しかし、このオオカミはただのオオカミではなく、まほうの力を持ったオオカミだったのです。

オオカミの子どもはさいごの力をふりしぼってリックに呪いのまほうをかけました。

たちまちリックの姿はオオカミに変えられてしまいました。

「反省するまで元の姿にはもどしてあげないよ!」

オオカミから注意を受けたリックでしたが、反省するどころか手に入れたするどいキバとツメをつかってあちこちであばれ回りました。

きょうぼうなオオカミのうわさはたちまち広まり、村では兵隊さんがみはりについて、リックは食べ物を手に入れることがむずかしくなりました。

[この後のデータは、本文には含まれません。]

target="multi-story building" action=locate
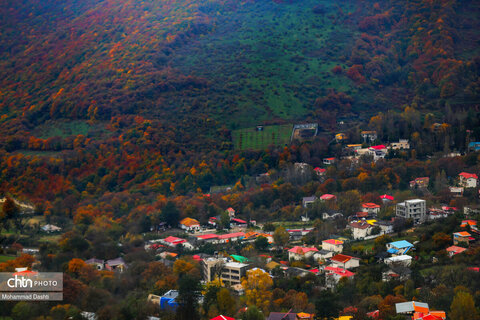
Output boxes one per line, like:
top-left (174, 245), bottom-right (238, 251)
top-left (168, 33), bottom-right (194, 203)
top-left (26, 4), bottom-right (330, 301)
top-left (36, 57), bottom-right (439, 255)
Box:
top-left (396, 199), bottom-right (427, 224)
top-left (203, 258), bottom-right (248, 286)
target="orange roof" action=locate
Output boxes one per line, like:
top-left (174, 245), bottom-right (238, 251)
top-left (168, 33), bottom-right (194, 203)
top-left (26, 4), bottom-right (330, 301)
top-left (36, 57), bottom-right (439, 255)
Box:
top-left (413, 301), bottom-right (430, 313)
top-left (180, 218), bottom-right (200, 227)
top-left (330, 254), bottom-right (353, 263)
top-left (454, 231), bottom-right (471, 237)
top-left (458, 172), bottom-right (478, 179)
top-left (322, 239), bottom-right (343, 245)
top-left (362, 202), bottom-right (380, 209)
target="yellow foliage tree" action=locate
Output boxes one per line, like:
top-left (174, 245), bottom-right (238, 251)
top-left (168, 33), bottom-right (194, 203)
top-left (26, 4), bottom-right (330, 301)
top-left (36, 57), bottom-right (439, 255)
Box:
top-left (242, 269), bottom-right (273, 311)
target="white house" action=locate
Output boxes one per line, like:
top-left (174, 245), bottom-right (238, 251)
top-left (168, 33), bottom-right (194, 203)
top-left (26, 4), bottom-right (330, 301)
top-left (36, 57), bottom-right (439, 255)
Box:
top-left (458, 172), bottom-right (478, 188)
top-left (348, 221), bottom-right (373, 240)
top-left (383, 254), bottom-right (412, 267)
top-left (330, 254), bottom-right (360, 269)
top-left (395, 199), bottom-right (427, 224)
top-left (322, 239), bottom-right (343, 252)
top-left (180, 218), bottom-right (201, 231)
top-left (288, 246), bottom-right (318, 260)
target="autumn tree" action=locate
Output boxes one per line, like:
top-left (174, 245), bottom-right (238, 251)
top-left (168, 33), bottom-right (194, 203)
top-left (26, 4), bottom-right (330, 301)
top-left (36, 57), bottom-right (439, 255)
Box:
top-left (273, 226), bottom-right (290, 247)
top-left (242, 269), bottom-right (273, 311)
top-left (449, 290), bottom-right (480, 320)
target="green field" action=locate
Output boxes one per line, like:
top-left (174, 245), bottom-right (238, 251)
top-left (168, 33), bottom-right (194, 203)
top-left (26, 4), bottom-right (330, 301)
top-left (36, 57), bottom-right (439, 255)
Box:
top-left (232, 124), bottom-right (293, 150)
top-left (172, 0), bottom-right (356, 129)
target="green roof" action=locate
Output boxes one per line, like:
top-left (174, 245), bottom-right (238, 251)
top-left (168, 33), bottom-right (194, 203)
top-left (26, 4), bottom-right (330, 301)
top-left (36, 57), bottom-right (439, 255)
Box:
top-left (230, 254), bottom-right (248, 263)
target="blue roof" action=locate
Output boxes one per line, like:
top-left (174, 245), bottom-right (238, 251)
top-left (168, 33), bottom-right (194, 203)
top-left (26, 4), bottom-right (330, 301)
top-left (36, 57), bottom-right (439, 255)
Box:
top-left (389, 240), bottom-right (413, 249)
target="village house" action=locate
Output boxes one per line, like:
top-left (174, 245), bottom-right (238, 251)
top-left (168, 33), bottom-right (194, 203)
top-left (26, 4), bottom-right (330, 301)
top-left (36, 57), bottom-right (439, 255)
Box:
top-left (335, 133), bottom-right (348, 142)
top-left (387, 240), bottom-right (414, 256)
top-left (313, 249), bottom-right (333, 261)
top-left (330, 254), bottom-right (360, 269)
top-left (446, 246), bottom-right (467, 258)
top-left (410, 177), bottom-right (430, 189)
top-left (458, 172), bottom-right (478, 188)
top-left (313, 167), bottom-right (327, 177)
top-left (390, 139), bottom-right (410, 150)
top-left (360, 130), bottom-right (378, 143)
top-left (320, 193), bottom-right (337, 201)
top-left (324, 267), bottom-right (355, 288)
top-left (323, 158), bottom-right (335, 165)
top-left (322, 239), bottom-right (343, 253)
top-left (395, 199), bottom-right (427, 224)
top-left (448, 187), bottom-right (463, 198)
top-left (373, 221), bottom-right (393, 234)
top-left (40, 224), bottom-right (62, 233)
top-left (368, 144), bottom-right (387, 161)
top-left (361, 202), bottom-right (380, 214)
top-left (382, 266), bottom-right (412, 282)
top-left (180, 218), bottom-right (201, 232)
top-left (227, 207), bottom-right (235, 218)
top-left (85, 258), bottom-right (105, 270)
top-left (348, 221), bottom-right (373, 240)
top-left (105, 258), bottom-right (127, 272)
top-left (383, 254), bottom-right (412, 267)
top-left (453, 231), bottom-right (473, 246)
top-left (302, 196), bottom-right (318, 208)
top-left (288, 246), bottom-right (318, 260)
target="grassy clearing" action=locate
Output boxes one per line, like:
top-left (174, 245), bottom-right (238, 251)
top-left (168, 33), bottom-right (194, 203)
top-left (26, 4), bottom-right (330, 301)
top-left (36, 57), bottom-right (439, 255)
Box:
top-left (173, 0), bottom-right (356, 128)
top-left (232, 124), bottom-right (292, 150)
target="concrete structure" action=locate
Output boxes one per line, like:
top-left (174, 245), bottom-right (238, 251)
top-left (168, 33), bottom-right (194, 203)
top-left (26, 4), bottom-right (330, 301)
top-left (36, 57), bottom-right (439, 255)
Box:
top-left (348, 221), bottom-right (373, 240)
top-left (383, 254), bottom-right (412, 267)
top-left (202, 258), bottom-right (248, 285)
top-left (360, 130), bottom-right (378, 143)
top-left (390, 139), bottom-right (410, 150)
top-left (396, 199), bottom-right (427, 224)
top-left (387, 240), bottom-right (414, 256)
top-left (322, 239), bottom-right (343, 253)
top-left (302, 196), bottom-right (318, 208)
top-left (288, 246), bottom-right (318, 260)
top-left (330, 254), bottom-right (360, 269)
top-left (458, 172), bottom-right (478, 188)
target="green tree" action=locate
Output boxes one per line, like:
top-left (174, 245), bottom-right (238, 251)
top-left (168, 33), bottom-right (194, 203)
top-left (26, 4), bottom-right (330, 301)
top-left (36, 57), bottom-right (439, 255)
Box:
top-left (449, 291), bottom-right (479, 320)
top-left (217, 288), bottom-right (236, 316)
top-left (162, 201), bottom-right (180, 227)
top-left (177, 274), bottom-right (202, 320)
top-left (273, 226), bottom-right (290, 247)
top-left (242, 306), bottom-right (265, 320)
top-left (255, 236), bottom-right (268, 250)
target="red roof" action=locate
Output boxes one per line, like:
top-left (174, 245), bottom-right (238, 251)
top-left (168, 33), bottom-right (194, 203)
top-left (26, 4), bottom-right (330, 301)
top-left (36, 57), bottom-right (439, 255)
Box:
top-left (362, 202), bottom-right (380, 209)
top-left (210, 315), bottom-right (235, 320)
top-left (232, 218), bottom-right (247, 224)
top-left (447, 246), bottom-right (467, 254)
top-left (380, 194), bottom-right (394, 201)
top-left (163, 236), bottom-right (187, 244)
top-left (330, 254), bottom-right (355, 263)
top-left (320, 193), bottom-right (336, 200)
top-left (322, 239), bottom-right (343, 245)
top-left (350, 222), bottom-right (371, 229)
top-left (197, 233), bottom-right (218, 240)
top-left (325, 267), bottom-right (355, 277)
top-left (458, 172), bottom-right (478, 179)
top-left (370, 144), bottom-right (387, 150)
top-left (288, 246), bottom-right (318, 254)
top-left (218, 232), bottom-right (245, 239)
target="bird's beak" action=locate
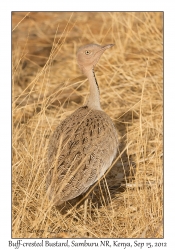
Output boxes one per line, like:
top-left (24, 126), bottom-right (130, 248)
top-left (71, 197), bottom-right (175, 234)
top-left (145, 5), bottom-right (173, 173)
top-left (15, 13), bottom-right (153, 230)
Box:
top-left (102, 44), bottom-right (115, 50)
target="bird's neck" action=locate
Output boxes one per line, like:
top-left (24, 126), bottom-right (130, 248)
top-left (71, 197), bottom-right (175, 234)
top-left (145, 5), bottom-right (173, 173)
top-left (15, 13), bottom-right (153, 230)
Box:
top-left (86, 69), bottom-right (101, 110)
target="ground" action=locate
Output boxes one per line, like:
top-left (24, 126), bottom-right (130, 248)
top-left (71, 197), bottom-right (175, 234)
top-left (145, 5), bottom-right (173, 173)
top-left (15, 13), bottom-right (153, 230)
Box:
top-left (12, 12), bottom-right (163, 238)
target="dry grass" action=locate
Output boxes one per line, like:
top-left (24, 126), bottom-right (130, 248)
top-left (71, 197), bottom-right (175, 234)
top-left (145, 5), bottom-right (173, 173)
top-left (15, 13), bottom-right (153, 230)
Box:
top-left (12, 12), bottom-right (163, 238)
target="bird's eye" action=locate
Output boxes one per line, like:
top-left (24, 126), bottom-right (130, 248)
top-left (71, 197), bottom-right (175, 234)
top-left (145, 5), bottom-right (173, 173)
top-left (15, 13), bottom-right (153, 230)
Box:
top-left (85, 50), bottom-right (91, 55)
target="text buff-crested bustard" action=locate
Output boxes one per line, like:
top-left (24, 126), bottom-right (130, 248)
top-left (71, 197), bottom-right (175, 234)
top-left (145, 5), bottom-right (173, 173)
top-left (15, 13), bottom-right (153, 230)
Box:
top-left (47, 44), bottom-right (118, 205)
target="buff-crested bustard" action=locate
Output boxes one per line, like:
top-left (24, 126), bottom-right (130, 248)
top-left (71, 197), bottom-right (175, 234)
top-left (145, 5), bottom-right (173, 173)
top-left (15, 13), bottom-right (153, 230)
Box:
top-left (46, 44), bottom-right (118, 205)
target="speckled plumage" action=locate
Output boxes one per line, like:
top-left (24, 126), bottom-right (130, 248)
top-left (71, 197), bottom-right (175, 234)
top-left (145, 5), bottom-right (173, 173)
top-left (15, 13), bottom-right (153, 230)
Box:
top-left (47, 45), bottom-right (118, 205)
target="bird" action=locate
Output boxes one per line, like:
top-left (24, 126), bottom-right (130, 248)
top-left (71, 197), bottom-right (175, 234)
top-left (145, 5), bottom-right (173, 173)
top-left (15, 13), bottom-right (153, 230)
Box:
top-left (46, 44), bottom-right (119, 205)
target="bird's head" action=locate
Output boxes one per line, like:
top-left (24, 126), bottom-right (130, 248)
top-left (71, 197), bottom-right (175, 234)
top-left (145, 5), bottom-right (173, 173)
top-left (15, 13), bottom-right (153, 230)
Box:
top-left (77, 44), bottom-right (114, 75)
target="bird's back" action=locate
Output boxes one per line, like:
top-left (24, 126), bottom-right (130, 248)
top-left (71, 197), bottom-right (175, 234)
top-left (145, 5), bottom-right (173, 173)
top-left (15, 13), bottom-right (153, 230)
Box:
top-left (47, 106), bottom-right (118, 205)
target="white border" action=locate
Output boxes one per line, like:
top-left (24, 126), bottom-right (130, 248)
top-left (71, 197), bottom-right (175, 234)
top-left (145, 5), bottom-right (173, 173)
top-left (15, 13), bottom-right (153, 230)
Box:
top-left (0, 0), bottom-right (175, 250)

あるまっくらな夜の日、おなかを空かせてフラフラになったリックの前に一人の村人が通りかかりました。

リックはがまんできずにその村人におそいかかりました。

しばらくたって村人はピクリとも動かなくなりました。

リックが大きな口で村人にかぶりつこうとしたその時、雲が晴れて大きな満月が村人の顔をてらしました。

それはリックが世界でたった一人あいしていたお母さんでした。

リックはとてもふかく後悔して月に向かって大きな声でなきました。

反省したリックは元の人間の姿にもどることができました。

しかし、満月の夜になるとそのときのことを思い出して、オオカミの姿になってとおい空に向かってなきました。

村の人はそれを見て「オオカミ少年ウルフリック」と呼ぶようになりました。

今でも満月の夜になると森の中からオオカミ少年のなきごえがきこえてくるかもしれません。